Koca tellalın bir karısı olmuş muydu, muhtar bile bilmezdi. Evinde görülen birkaç eski tablodaki solmuş fotoğralardakilerin kimler olduğu ise ayrı muammaydı. Efendi, yola devam ederdi. Tüm dertleri dinler, “sular hendeğine dolar ya kostak” diyip ardına bakmadan çeker giderdi.

Bir gün ortadan kaybolduğunda, bir yerde öldü kaldı mı, yoksa başka yere mi göçüverdi tek gecede, bilinemedi.

Paylaşıldı evindeki ufak tefek birkaç kalem eşya ertesi hafta, bir hikmeti vardır dendi.

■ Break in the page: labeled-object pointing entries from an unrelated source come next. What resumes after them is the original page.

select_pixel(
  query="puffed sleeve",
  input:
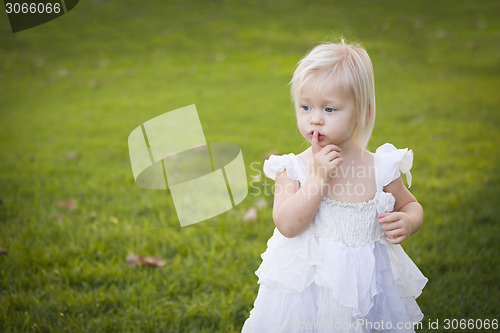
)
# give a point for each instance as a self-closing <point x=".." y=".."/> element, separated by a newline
<point x="390" y="161"/>
<point x="292" y="164"/>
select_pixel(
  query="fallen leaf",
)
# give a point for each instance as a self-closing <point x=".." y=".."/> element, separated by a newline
<point x="69" y="204"/>
<point x="261" y="203"/>
<point x="250" y="215"/>
<point x="73" y="155"/>
<point x="269" y="153"/>
<point x="142" y="261"/>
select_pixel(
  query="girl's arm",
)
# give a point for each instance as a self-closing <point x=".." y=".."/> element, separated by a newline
<point x="407" y="216"/>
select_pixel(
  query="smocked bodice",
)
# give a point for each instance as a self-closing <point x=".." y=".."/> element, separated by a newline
<point x="352" y="223"/>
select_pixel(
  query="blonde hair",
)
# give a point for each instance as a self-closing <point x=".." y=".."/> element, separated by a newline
<point x="351" y="68"/>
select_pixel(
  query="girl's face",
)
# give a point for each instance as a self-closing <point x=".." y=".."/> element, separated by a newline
<point x="329" y="111"/>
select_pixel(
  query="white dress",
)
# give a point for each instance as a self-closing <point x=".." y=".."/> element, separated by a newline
<point x="340" y="274"/>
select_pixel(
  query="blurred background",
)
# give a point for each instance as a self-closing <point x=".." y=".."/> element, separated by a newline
<point x="72" y="90"/>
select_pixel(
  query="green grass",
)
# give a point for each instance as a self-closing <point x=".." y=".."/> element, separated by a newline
<point x="83" y="82"/>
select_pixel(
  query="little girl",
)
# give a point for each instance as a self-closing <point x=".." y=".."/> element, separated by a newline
<point x="334" y="263"/>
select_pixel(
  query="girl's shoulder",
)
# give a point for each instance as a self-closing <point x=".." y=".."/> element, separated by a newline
<point x="293" y="164"/>
<point x="390" y="162"/>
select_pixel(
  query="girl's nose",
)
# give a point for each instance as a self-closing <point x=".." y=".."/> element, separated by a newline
<point x="316" y="119"/>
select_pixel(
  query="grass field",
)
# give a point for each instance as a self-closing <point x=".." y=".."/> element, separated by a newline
<point x="73" y="89"/>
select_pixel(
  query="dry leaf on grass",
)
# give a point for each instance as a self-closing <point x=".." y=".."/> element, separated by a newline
<point x="250" y="215"/>
<point x="73" y="155"/>
<point x="69" y="204"/>
<point x="141" y="261"/>
<point x="261" y="203"/>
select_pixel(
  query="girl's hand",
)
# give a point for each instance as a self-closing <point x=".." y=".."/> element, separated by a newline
<point x="325" y="159"/>
<point x="397" y="226"/>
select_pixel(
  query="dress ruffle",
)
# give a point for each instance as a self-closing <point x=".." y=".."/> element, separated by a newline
<point x="318" y="282"/>
<point x="390" y="161"/>
<point x="374" y="282"/>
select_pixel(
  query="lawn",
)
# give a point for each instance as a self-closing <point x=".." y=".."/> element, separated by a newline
<point x="73" y="89"/>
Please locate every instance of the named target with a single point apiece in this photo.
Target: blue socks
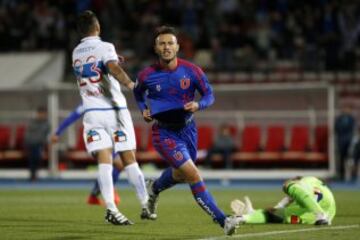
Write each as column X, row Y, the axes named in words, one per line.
column 201, row 195
column 165, row 181
column 96, row 189
column 207, row 202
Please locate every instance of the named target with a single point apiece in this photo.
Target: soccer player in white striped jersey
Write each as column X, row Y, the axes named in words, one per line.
column 107, row 122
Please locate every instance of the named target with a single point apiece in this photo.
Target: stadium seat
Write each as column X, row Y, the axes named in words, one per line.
column 5, row 134
column 300, row 140
column 205, row 137
column 275, row 141
column 299, row 143
column 250, row 139
column 20, row 137
column 321, row 138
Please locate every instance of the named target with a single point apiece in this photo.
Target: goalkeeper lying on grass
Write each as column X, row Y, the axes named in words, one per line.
column 308, row 201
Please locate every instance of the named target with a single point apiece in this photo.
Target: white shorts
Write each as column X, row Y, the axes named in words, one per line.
column 109, row 129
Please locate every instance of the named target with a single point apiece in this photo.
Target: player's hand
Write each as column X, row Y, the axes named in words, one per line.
column 54, row 138
column 147, row 116
column 191, row 106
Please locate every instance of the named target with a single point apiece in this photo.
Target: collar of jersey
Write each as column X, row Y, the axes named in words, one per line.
column 90, row 38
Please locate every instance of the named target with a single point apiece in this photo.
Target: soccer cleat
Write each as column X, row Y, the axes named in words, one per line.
column 248, row 206
column 94, row 200
column 231, row 224
column 237, row 207
column 153, row 197
column 145, row 214
column 116, row 198
column 116, row 218
column 321, row 219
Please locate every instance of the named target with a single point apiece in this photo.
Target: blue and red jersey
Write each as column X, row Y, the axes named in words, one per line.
column 165, row 92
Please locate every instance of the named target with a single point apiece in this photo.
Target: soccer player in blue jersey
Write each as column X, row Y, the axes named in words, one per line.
column 165, row 93
column 93, row 198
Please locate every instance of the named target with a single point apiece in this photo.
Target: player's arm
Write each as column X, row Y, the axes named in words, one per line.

*Bu yazı, 9 Mart 2010'da kişisel bir blog olan Durgun Dionysus adlı blogda yayımlanmıştır.

Kategori:

Re: Kahır Tellalı

Ben hikâyeyi pek bir beğendim. Hikâyenin nesne edindiği karakteri özellikle... Lakin öykünün dille ilgili sıkıntıları var. İlkin, belli, yazarı üzerinde yeterince çalışmamış. İkinci olarak, başka bir anlatım biçimi benimsenmeliymiş gibi geldi bana. Sanki tanrı anlatıcı bu öyküde iyi durmamış. Okurken içimden şöyle de geçmedi değil, keşke Mehmet Efendi anlatsaymış da biz dinleseymişiz ya da ona iç dökenin gözünden onu bilseydik... Ne bileyim bu öykü için denemeye değer gibi geldi bana.

Yazana selam olsun. Smile


Re: Kahır Tellalı

""
X-Nokia-Ipaddress: 46.220.44.192
X-Nokia-Ipaddress: 46.220.44.192

Öykünün arasına bu alıntılar istemeden, kazayla mı eklendi acaba?


Re: Kahır Tellalı

""
Öykünün arasına bu alıntılar istemeden, kazayla mı eklendi acaba?

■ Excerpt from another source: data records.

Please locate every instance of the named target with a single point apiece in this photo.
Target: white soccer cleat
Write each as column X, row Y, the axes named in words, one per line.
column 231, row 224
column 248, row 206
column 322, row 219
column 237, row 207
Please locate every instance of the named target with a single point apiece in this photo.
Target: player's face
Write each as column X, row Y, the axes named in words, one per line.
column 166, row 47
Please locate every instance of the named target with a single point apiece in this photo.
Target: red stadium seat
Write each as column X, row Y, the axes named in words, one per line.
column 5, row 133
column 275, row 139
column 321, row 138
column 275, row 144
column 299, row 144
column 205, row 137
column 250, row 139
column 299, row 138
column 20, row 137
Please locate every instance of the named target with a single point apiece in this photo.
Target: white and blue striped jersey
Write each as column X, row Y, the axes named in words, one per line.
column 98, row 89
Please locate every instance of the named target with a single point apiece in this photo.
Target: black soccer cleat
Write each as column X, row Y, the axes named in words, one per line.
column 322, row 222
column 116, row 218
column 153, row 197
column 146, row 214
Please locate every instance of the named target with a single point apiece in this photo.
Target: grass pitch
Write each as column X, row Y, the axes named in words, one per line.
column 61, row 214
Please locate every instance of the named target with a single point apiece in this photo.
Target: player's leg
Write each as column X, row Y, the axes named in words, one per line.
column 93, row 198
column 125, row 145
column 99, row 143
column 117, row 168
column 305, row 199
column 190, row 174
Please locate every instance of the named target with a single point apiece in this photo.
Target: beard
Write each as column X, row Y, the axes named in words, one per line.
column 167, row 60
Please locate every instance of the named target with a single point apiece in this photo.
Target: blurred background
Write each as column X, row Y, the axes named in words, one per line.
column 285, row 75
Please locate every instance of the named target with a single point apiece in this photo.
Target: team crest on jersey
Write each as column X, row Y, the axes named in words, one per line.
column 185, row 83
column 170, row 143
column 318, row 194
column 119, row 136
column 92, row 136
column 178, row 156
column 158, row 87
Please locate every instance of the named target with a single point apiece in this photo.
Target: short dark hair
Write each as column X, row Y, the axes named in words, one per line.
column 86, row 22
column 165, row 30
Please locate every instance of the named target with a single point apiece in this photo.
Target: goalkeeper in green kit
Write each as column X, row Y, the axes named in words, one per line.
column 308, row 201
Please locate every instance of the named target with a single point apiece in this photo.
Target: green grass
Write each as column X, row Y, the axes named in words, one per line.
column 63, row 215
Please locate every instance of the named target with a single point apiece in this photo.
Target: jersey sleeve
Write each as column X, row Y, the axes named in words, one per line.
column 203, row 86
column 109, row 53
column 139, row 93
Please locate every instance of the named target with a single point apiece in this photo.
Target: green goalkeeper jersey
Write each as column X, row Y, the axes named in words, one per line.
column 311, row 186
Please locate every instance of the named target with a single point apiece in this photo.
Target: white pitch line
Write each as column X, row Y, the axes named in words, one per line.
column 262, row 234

Yazıyı blogdan kopyalar iken garip bir hata oluşmuş. Şimdi düzeltildi.

""
keşke Mehmet Efendi anlatsaymış da biz dinleseymişiz ya da ona iç dökenin gözünden onu bilseydik

Neden olmasın, denemeye değer. Bir sonraki çalışma da bu olsun.

""
belli, yazarı üzerinde yeterince çalışmamış

Doğru, "yaz kurtul" yazılarından idi bu. Üzerinde çalışmalı.